Profile of a School Shooter

(Scott Olson/Getty Images)

A couple of days ago, the Washington Post ran a long profile of a school shooter. As you might expect, it is utterly chilling.

A few things stick out. First, that for a certain sort of person, this is a cognizant and uninterrupted game, not a momentary psychotic break. It is common for would-be school shooters to idolize the perpetrators of the massacre at Columbine — and to plan their attacks as assiduously as did they — and the person the Post features was no different. Moreover, he didn’t just admire the Columbine killers; he wanted to beat them, and the others that they inspired, as if he were playing a video game. This idea came from somewhere, and it will be difficult to rid ourselves of it now that it’s out of the bag. We have a copycat problem in this country — and worldwide — and it’ll be tough to stop with laws.

The second thing: The shooter reveals that he thought seriously about whether his target would be a “gun free zone.” I mention this not to endorse any particular policy, but to make it clear that it is by no means rare for those who would do harm to first scope out their destinations and to make sure that they won’t encounter much resistance. The shooter openly explains that he chose the local elementary school, rather than the school he was really angry with (his own), because it lacked an armed guard. He also admits to having researched how long it took cops to respond in the area (15 minutes), and how long it would be before SWAT was on site (45 minutes). This echoes comments made by the shooter at Isla Vista, who considered carrying out his attack on Halloween, but decided against it because there’d be “too many cops walking around during an event like Halloween, and cops are the only ones who can hinder my plans.”
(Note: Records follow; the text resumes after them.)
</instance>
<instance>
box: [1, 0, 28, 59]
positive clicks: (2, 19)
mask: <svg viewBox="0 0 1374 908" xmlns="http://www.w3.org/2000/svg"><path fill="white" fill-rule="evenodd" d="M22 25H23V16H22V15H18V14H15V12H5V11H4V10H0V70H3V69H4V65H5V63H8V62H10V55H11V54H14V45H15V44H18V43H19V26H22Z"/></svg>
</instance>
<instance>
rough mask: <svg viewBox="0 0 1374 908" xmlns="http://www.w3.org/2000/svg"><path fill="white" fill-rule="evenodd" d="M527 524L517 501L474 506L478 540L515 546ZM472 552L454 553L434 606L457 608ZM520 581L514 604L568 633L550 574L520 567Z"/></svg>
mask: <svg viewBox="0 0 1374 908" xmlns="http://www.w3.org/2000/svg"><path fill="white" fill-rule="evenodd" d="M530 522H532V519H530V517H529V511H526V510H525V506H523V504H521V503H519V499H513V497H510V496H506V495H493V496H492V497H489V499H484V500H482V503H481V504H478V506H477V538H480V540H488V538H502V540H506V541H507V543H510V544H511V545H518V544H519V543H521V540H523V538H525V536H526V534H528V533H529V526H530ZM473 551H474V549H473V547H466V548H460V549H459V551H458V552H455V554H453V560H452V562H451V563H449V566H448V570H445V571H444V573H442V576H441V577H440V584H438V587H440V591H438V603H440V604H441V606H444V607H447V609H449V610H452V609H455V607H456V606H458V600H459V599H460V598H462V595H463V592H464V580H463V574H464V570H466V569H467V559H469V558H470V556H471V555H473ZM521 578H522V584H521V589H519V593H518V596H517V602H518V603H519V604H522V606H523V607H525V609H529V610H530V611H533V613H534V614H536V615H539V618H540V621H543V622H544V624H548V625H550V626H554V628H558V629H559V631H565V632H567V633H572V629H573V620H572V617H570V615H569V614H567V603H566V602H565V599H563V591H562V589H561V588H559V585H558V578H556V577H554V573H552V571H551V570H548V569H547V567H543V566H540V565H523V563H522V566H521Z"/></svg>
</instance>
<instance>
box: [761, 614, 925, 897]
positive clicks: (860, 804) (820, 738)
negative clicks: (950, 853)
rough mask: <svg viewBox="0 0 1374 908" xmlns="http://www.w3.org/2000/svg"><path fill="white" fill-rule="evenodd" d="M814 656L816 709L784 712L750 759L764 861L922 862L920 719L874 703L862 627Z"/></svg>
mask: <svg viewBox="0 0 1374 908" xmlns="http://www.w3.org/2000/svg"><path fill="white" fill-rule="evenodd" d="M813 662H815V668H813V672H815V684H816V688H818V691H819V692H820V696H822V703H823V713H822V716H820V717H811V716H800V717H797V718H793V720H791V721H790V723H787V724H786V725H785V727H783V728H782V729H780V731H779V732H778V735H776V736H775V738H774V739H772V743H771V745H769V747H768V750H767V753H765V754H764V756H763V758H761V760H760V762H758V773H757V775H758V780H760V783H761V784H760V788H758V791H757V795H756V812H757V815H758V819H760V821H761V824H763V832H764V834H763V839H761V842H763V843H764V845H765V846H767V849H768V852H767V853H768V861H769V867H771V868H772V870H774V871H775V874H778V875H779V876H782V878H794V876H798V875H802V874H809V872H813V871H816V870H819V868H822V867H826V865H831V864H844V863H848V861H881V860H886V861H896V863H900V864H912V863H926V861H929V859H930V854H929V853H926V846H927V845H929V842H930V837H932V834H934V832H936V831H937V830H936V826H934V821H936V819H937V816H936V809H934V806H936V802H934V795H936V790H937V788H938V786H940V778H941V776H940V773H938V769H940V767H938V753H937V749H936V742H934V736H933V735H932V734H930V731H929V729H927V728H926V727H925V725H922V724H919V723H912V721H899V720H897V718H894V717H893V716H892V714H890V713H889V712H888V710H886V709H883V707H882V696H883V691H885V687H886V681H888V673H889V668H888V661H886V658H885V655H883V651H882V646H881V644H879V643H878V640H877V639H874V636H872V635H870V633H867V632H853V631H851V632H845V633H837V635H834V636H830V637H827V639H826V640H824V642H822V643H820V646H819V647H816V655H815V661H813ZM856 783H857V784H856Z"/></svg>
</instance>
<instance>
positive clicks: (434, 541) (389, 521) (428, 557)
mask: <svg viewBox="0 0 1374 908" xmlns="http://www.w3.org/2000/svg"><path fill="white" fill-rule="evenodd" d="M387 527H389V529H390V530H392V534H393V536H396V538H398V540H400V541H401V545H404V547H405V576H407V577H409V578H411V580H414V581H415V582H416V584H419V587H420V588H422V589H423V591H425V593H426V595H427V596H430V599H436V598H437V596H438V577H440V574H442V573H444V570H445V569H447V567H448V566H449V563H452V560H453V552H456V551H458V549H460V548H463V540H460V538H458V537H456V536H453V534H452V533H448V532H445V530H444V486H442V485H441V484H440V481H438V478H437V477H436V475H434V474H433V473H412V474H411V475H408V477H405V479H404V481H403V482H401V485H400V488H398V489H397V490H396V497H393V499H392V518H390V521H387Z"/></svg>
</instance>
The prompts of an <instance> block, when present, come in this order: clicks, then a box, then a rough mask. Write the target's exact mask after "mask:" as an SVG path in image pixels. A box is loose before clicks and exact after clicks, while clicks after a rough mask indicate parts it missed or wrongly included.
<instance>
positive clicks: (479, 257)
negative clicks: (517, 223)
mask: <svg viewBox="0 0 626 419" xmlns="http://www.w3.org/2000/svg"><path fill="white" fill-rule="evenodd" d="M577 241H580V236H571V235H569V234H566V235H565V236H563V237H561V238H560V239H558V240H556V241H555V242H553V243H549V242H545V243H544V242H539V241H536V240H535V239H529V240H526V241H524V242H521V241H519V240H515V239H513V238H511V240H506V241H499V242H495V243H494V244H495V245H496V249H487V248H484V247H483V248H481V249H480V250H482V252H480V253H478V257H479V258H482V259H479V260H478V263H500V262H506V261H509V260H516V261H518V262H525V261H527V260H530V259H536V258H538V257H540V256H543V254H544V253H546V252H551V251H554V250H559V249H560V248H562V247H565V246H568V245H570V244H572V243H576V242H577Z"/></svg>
The third is that the shooting in question ended when the gun jammed, rather than because the perpetrator was finished. Mercifully, this happened to the Post‘s shooter just 12 seconds after he had started, the result being that he killed one person, and not the 150 he hoped to kill. In Parkland, alas, the gun jammed later, and the casualty count reflected that. The Post strongly implies that things would have been much worse had its profiled shooter had the Mini-14 “assault weapon” he coveted but couldn’t find, but I’m not sure that follows. The worst school shooting in American history, at Virginia Tech, was carried out with handguns, not a rifle; and  besides, “high-capacity” magazines of the sort often put into modern sporting rifles are in fact more likely to jam than are smaller variants. Either way, the interview should remind us all what we’re up against. Rare as they may be, these are not crimes of passion. They are carefully planned attacks, with their own rules and internal logic. They will not be stopped by waiting periods, age limits, or background checks. They will not be prevented by tinkering around the edges with the gun laws (which, rhetoric notwithstanding, is the only option in a country with almost 400 million privately owned guns). They will not be stopped by marches. This is going to require a lot of thought.